Overview
This instruction manual provides a guideline how to perform tasks on KitWai platform ranging from starting Spark or Elasticsearch clusters, using the cluster to process and visualize data, to terminating clusters. Although we mainly use python and Jupyter notebook as the tools to give illustrative examples, other tools and programming language can still be used if needed.
KitWai consists of the following components.
Layer | Component |
---|---|
Data exploration and visualization | Kibana 6.2.4, Grafana 5.1.3, Superset 0.25 |
Connection and tools 1 | Ganglia Monitoring, Thrift JDBC connection, Jupyter/Zeppelin Notebook, RStudio Server |
Distributed computing platform for big data analytics | Spark 2.3.0, Flink 1.4.0, Tensorflow on Spark |
Distributed data streaming and storage platform | Hadoop HDFS 2.7.1, Elasticsearch 6.2.4, Kafka 1.0.0 |
Cloud-based resource management | CentOS 7.4, Openstack Pike (Nova, Cinder, Swift, Sahara, Glance, Neutron), Nvidia GPU support, KVM Hypervisor and LXC Linux Container Support |
KitWai is not limited to be installed on bare-metal machines. Thanks to LXC container, virtual machine environment is also supported.

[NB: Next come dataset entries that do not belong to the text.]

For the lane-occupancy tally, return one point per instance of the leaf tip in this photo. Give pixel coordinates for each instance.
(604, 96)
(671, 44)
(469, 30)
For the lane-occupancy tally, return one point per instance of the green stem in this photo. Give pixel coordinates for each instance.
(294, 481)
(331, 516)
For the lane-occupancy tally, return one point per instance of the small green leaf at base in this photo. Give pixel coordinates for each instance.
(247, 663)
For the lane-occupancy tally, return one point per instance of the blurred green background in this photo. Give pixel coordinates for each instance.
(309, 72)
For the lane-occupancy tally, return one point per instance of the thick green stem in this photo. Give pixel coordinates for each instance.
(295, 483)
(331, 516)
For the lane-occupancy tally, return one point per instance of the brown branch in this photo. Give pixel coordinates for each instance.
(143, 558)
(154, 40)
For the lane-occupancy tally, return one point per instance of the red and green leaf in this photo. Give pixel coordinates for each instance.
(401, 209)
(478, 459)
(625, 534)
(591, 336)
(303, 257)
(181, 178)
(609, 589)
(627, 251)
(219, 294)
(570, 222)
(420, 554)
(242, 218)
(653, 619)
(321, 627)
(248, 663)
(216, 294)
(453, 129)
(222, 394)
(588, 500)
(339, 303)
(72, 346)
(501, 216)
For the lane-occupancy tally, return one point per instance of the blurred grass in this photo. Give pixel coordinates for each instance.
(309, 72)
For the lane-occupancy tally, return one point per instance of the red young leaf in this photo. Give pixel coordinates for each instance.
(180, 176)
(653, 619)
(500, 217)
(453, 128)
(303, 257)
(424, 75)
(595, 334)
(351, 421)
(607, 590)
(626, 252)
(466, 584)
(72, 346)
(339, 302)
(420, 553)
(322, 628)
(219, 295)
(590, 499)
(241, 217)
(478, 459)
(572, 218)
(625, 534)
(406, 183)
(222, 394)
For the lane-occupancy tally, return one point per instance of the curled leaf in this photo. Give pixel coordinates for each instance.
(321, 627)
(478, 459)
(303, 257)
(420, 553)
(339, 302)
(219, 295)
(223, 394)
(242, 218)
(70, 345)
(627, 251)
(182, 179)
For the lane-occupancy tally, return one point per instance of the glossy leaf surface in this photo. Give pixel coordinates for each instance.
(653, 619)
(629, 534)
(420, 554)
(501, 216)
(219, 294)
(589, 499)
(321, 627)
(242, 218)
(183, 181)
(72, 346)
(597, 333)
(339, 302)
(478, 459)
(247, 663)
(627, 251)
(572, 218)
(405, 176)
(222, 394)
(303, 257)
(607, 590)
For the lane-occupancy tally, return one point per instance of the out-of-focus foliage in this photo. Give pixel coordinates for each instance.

1 Several python packages are already installed in the cluster, including numpy, pandas, matplotlib, etc. Additionally, Java and Scala compilers are pre-installed too.
Scalability
A cluster can be scaled up or down to work with changing workload as per user demands. The ability to scale depends on the processes running on the node groups. Check the Capabities Matrix to find the complete list of all processes.